Crown buying began in 1913. Many claimed to have sold on a promise that the village would be spared. In fact, nothing was spared. Several sold, they said, on undertakings that house sites would be reserved for them. None were. House sites were reserved only for the European lessees. Others simply gave up and sold once the Crown had acquired several shares in the blocks in which they had interests.

Response of Ngati Whatua o Orakei: Ngati Whatua o Orakei firmly resisted the sales between 1912 and 1950. There were numerous complaints and actions in their endeavour to save their land, village and homes including eight actions in the Maori Land Court , four in the Supreme Court, two in the Court of Appeal, two in the Compensation Court , six appearances before Commissions or Committees of Inquiry and fifteen Parliamentary Petitions. Those were the efforts of a people whom the Crown was to brand as ‘willing sellers’.

The evidence, the Tribunal says, suggests that many, who sold, sold under duress or in the hope that by selling a part, the village would be saved and house sites would be secured to them. The evidence is clear that several were opposed to any sales. No doubt some sold willingly, but it is obvious Ngati Whatua did not sell for Ngati Whatua as a sub-tribe were denied the title and that was the nub of the sub-tribe’s complaint. Those given an interest were but a small minority.

As it turned out, compulsory acquisitions were made in any event. In 1950 the Crown used the Public Works Act to take the interests of those who still held out. The takings were contrary to the Treaty of Waitangi.

The Evictions (1952)

The old village site was wanted by the Crown for a park, so in 1952 the remaining inhabitants were evicted from their homes and relocated as tenants of 35 state houses on another part of the block. The marae, homes and buildings were pulled down and burnt by the Crown.

Response of Ngati Whatua: The final eviction was extremely traumatic for those who had fought so long, their petitions to Parliament still continuing at the time.

The National Marae (1959)

Other land was set aside for a Ngati Whatua marae in 1954, near the state homes. But other people were wanting a marae for Auckland or a national marae and in 1959 the Crown allowed the land to be given over for that public purpose.
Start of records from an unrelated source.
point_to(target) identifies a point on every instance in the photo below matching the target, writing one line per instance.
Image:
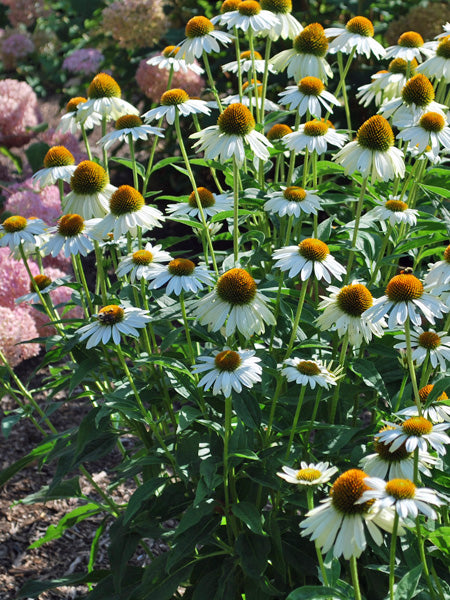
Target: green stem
(355, 579)
(296, 417)
(392, 556)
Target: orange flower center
(354, 299)
(206, 198)
(403, 288)
(125, 200)
(312, 40)
(348, 488)
(236, 287)
(104, 86)
(58, 156)
(70, 225)
(313, 249)
(227, 360)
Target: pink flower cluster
(14, 47)
(85, 60)
(135, 23)
(153, 81)
(24, 11)
(19, 112)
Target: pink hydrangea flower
(153, 81)
(17, 325)
(84, 60)
(29, 200)
(135, 23)
(19, 113)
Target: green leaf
(69, 520)
(406, 587)
(250, 515)
(312, 592)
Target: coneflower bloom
(417, 98)
(436, 412)
(403, 496)
(235, 128)
(399, 463)
(112, 322)
(16, 230)
(373, 153)
(138, 265)
(292, 201)
(287, 26)
(212, 204)
(168, 60)
(430, 343)
(306, 58)
(308, 95)
(201, 37)
(248, 15)
(90, 191)
(126, 126)
(405, 298)
(338, 523)
(438, 66)
(308, 474)
(308, 257)
(314, 135)
(409, 46)
(358, 34)
(343, 312)
(236, 301)
(431, 131)
(228, 370)
(416, 432)
(176, 100)
(180, 275)
(59, 163)
(127, 212)
(104, 98)
(70, 236)
(72, 121)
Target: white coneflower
(235, 128)
(90, 191)
(308, 95)
(228, 370)
(126, 126)
(201, 37)
(292, 201)
(373, 153)
(309, 474)
(59, 164)
(405, 298)
(176, 100)
(168, 60)
(314, 135)
(308, 257)
(180, 275)
(343, 312)
(104, 98)
(357, 34)
(306, 58)
(431, 131)
(438, 66)
(236, 301)
(249, 15)
(409, 46)
(16, 230)
(338, 523)
(128, 211)
(417, 98)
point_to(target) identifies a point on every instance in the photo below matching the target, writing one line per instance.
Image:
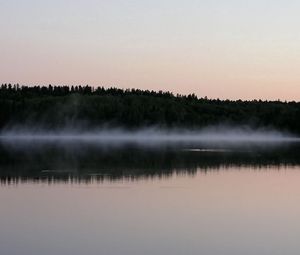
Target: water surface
(80, 198)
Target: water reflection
(86, 163)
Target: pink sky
(210, 48)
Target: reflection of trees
(82, 163)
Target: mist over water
(151, 136)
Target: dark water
(82, 198)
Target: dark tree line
(55, 107)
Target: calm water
(176, 199)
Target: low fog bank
(216, 134)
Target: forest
(55, 107)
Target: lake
(182, 198)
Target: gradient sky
(220, 49)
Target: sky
(233, 49)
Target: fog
(151, 136)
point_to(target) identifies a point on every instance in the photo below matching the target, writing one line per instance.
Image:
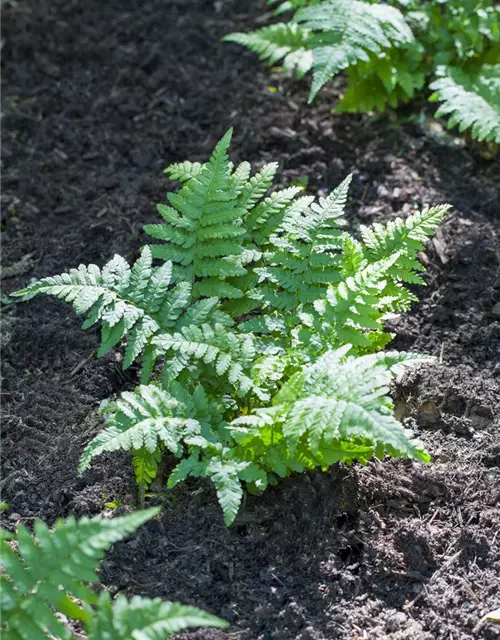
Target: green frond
(406, 236)
(203, 224)
(228, 354)
(49, 571)
(306, 254)
(266, 217)
(285, 42)
(257, 186)
(470, 101)
(225, 476)
(354, 310)
(146, 619)
(348, 31)
(335, 409)
(183, 171)
(141, 421)
(387, 79)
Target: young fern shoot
(258, 327)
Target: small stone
(382, 191)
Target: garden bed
(97, 99)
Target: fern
(50, 571)
(335, 409)
(328, 37)
(240, 399)
(347, 31)
(471, 101)
(130, 303)
(389, 54)
(286, 42)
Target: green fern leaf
(146, 619)
(282, 41)
(406, 236)
(470, 101)
(347, 31)
(141, 420)
(49, 570)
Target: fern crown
(257, 319)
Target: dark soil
(97, 98)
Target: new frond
(406, 236)
(305, 255)
(282, 41)
(470, 101)
(202, 231)
(52, 569)
(131, 304)
(146, 619)
(139, 422)
(348, 31)
(335, 409)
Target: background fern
(299, 301)
(389, 53)
(50, 571)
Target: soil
(97, 98)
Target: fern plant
(389, 54)
(263, 320)
(49, 573)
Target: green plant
(264, 321)
(389, 53)
(48, 573)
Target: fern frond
(406, 236)
(306, 251)
(139, 422)
(348, 31)
(146, 619)
(49, 571)
(229, 354)
(335, 409)
(354, 311)
(470, 101)
(203, 226)
(183, 171)
(282, 41)
(131, 304)
(387, 79)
The marae however was part of Ngati Whatua ancestral lands and adjoined homes where the remnants of the tribe were living.

Response of Ngati Whatua: They had no control of it and in the events that followed the tribe was to witness the take-over of even their culture, as a marae was built and named, by others, for the tribal ancestor.

Plans to subdivide Bastion Point (1976)

In 1976 the Crown moved to a final disposal of its remaining lands at Orakei. This was the last 60 acres of uncommitted land at Orakei that the hapu had notified their interest in settlement of their claims.

Response of Ngati Whatua: In the event, a section of Ngati Whatua led by Joseph Parata Hawke, protested by occupying Bastion Point for 506 days. It was the culmination of 100 years of Ngati Whatua petitions through formal channels. It followed dispossession, and a legacy of bitterness.

On 25 May 1978 the Government sent in a massive force of police and army to evict them. Two hundred and twenty two protesters were arrested for trespass on Bastion Point.